Stone respondió antes de que el hombre abriera a boca.
– Me parece que quien nos acompaña es Cornelius Behan, director general de Paradigm Technologies, el tercer contratista de Defensa más importante del país.
Behan sonrió.
– Pronto seré el número uno si me salgo con la mía, y suelo hacerlo.
– Bueno, señor Behan -empezó a decir Caleb.
– Llamadme CB, como todo el mundo. -Dio un paso adelante y echó un vistazo a la sala-. Así que ésta es la colección de libros de DeHaven.
– ¿Conocías a Jonathan? -preguntó Caleb.
– La verdad es que no puedo decir que fuésemos amigos. Lo invité a una o dos fiestas en mi casa. Sabía que trabajaba en la biblioteca y que coleccionaba libros. A veces nos cruzábamos en la calle y charlábamos. Su muerte me dejó muy sorprendido.
– Como a todos -añadió Caleb taciturno.
– Así que tú eres su albacea literario -señaló Behan-. ¿Y eso qué significa?
– Significa que se me ha encomendado la tarea de catalogar y tasar la colección para luego venderla.
– ¿Hay algo bueno? -preguntó Behan.
– ¿Eres coleccionista? -inquirió Stone.
– Oh, dicen que colecciono muchas cosas buenas -respondió vagamente.
– Pues es una colección muy buena. Se subastará -explicó Caleb-. Al menos, los volúmenes más prominentes.
– Ya -repuso Behan con aire distraído-. ¿Alguna noticia sobre la muerte de Jonathan?
Caleb meneó la cabeza.
– Por ahora, dicen que fue un ataque al corazón.
– Con lo sano que se le veía. Supongo que es un buen motivo para sacar el máximo provecho del día a día, porque mañana… -Dio media vuelta y se marchó, seguido de sus hombres.
Cuando los pasos se oyeron más amortiguados, Stone se giró hacia Caleb:
– Qué considerado por su parte venir a ver qué pasa en la casa de un hombre con el que «charlaba» de vez en cuando.
– Era su vecino, Oliver -señaló Caleb-. Es natural que se preocupe.
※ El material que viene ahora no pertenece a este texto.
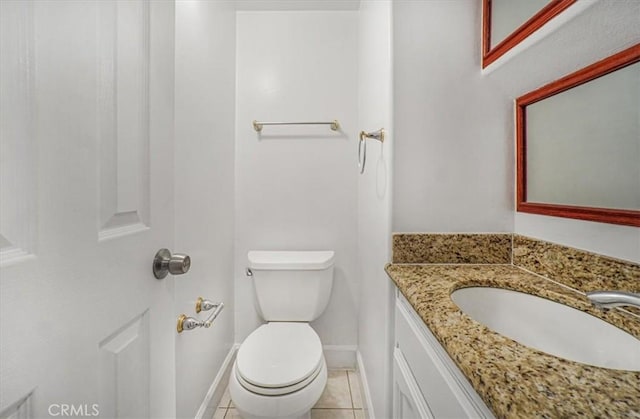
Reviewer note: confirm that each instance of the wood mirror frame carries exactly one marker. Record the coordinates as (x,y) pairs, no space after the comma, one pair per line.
(604,215)
(489,55)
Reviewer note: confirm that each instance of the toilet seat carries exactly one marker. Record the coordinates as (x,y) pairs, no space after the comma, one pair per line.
(279,358)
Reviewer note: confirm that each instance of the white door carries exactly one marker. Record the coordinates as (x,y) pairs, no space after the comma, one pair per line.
(86,200)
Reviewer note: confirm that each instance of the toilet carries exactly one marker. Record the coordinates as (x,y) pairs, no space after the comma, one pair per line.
(280,370)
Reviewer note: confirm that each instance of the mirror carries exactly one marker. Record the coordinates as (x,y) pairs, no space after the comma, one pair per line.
(578,144)
(506,23)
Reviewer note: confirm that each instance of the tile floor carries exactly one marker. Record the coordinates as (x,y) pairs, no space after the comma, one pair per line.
(340,400)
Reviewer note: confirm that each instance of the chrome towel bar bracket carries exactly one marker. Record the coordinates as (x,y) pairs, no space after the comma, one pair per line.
(190,323)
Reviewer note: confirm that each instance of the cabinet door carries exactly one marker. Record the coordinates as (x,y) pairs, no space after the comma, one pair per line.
(408,402)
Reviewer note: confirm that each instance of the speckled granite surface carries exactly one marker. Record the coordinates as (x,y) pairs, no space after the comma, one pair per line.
(451,248)
(575,268)
(514,380)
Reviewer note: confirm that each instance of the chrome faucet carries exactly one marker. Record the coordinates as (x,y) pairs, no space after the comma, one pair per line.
(610,299)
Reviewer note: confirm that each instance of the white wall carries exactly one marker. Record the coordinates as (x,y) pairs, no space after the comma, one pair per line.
(454,148)
(204,188)
(296,186)
(374,203)
(453,169)
(598,32)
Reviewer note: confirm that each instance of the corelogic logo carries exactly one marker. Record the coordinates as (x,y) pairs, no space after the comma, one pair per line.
(74,410)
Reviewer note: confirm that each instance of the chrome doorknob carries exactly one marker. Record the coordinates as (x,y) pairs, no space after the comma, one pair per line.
(165,263)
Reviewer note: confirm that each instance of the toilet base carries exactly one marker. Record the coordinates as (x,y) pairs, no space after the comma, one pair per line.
(295,405)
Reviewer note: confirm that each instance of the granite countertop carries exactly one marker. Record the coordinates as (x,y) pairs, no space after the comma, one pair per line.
(514,380)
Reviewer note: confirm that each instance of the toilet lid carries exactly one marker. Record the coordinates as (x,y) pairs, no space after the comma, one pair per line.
(279,354)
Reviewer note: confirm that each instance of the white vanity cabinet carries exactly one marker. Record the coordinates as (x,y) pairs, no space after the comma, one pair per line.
(426,382)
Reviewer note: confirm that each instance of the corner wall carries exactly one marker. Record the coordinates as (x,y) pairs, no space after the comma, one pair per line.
(375,320)
(453,166)
(204,188)
(455,134)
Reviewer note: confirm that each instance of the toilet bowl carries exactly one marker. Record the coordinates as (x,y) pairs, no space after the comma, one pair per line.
(280,370)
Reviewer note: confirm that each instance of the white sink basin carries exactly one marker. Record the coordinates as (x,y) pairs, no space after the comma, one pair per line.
(550,327)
– Me ha dado mala espina -reconoció Milton-. Construye artefactos que matan a gente.
– A mucha gente -añadió Reuben-. En mi opinión, CB es un belicista sospechoso.
Se pasaron horas revisando los libros y otros artículos hasta que Caleb tuvo una lista bastante exhaustiva. Milton la fue introduciendo en el portátil.
– ¿Y ahora, qué? -preguntó Milton, en cuanto cerraron el último libro.
– Lo normal sería llamar a un tasador de Sotheby's o Christie's -respondió Caleb-. Pero tengo en mente a otra persona. Para mí, el mejor especialista de libros raros. Y quiero enterarme de si sabía que Jonathan tenía el Libro de los Salmos.
– ¿Está en Nueva York? -preguntó Stone.
– No, aquí mismo en Washington. A unos veinte minutos en coche.
– ¿ Quién es? -preguntó Reuben.
– Vincent Pearl.
Stone consultó su reloj.
– Pues tendremos que ir a verlo mañana. Ya son las once.
Caleb meneó la cabeza.
– Oh, no, ahora es perfecto. La librería de Vincent Pearl sólo abre por la noche.